La narration est très particulière. On a le récit de Lisbeï à la troisième personne, intercalé de lettres et d'extraits de journal personnel. Cela nous permet d'apprendre beaucoup de choses en parallèle du récit, puisqu'il permet de revenir sur des évènements passés, sur les impressions et le réflexions que Lisbeï ne confie qu'à son journal. Toute la narration est d'ailleurs dans le même style, dans un va-et-vient de passé et de futur. On connaît donc parfois des éléments avant même qu'ils ne se soient passés, et nous donnent ainsi un éclairage nouveau. C'est un peu perturbant au début, mais quand on arrive à s'y faire, c'est au final un style agréable à lire (même s'il m'arrivait de retourner en arrière pour vérifier les dates ^^). L'autre particularité est que le féminin domine également dans les accords : on dit chevale, enfante, ... et on dit "elles" pour un groupe même si un homme est présent. Cela renforce cette impression d'être immergé dans un monde féminin.

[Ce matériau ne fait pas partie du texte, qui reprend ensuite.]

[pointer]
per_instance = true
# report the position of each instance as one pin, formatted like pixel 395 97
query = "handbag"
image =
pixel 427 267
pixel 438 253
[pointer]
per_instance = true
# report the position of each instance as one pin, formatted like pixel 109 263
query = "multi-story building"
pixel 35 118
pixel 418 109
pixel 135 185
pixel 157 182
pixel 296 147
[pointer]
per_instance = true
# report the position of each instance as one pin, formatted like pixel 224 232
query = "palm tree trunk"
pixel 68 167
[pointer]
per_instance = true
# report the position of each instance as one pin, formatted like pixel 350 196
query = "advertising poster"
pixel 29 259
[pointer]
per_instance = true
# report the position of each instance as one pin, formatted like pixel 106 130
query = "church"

De nombreux thèmes sont développés dans ce livre. le premier et le plus marquant est la hiérarchisation. Seules les Mères des familles sont autorisées à procréer directement avec les hommes. Les autres femmes sont tributaires de l'insémination artificielle. La perpétuation de l'espèce humaine est au centre de toutes les préoccupations, et organise même la vie de tous. Les femmes sont des Vertes de leur enfance à leur adolescence, des Rouges lorsqu'elles sont en âge de porter des enfants, et des Bleues lorsqu'elles ne sont plus fertiles (c'est également la couleur des femmes stériles, comme Lisbeï). Les Rouges doivent porter des enfants tous les deux ans. Les hommes quant à eux sont mis à l'écart au début de leur adolescence, pour les préparer à leur vie de reproducteur. Lorsqu'ils sont des Rouges, ils sont en période de Service, et vont de famille en famille afin de faire des enfants avec la Mère. Ils ne sont pas libres de leurs choix, ils sont Choisis par une famille en fonction de leur lignée, de leur ascendance. Ils sont considérés un peu comme du bétail...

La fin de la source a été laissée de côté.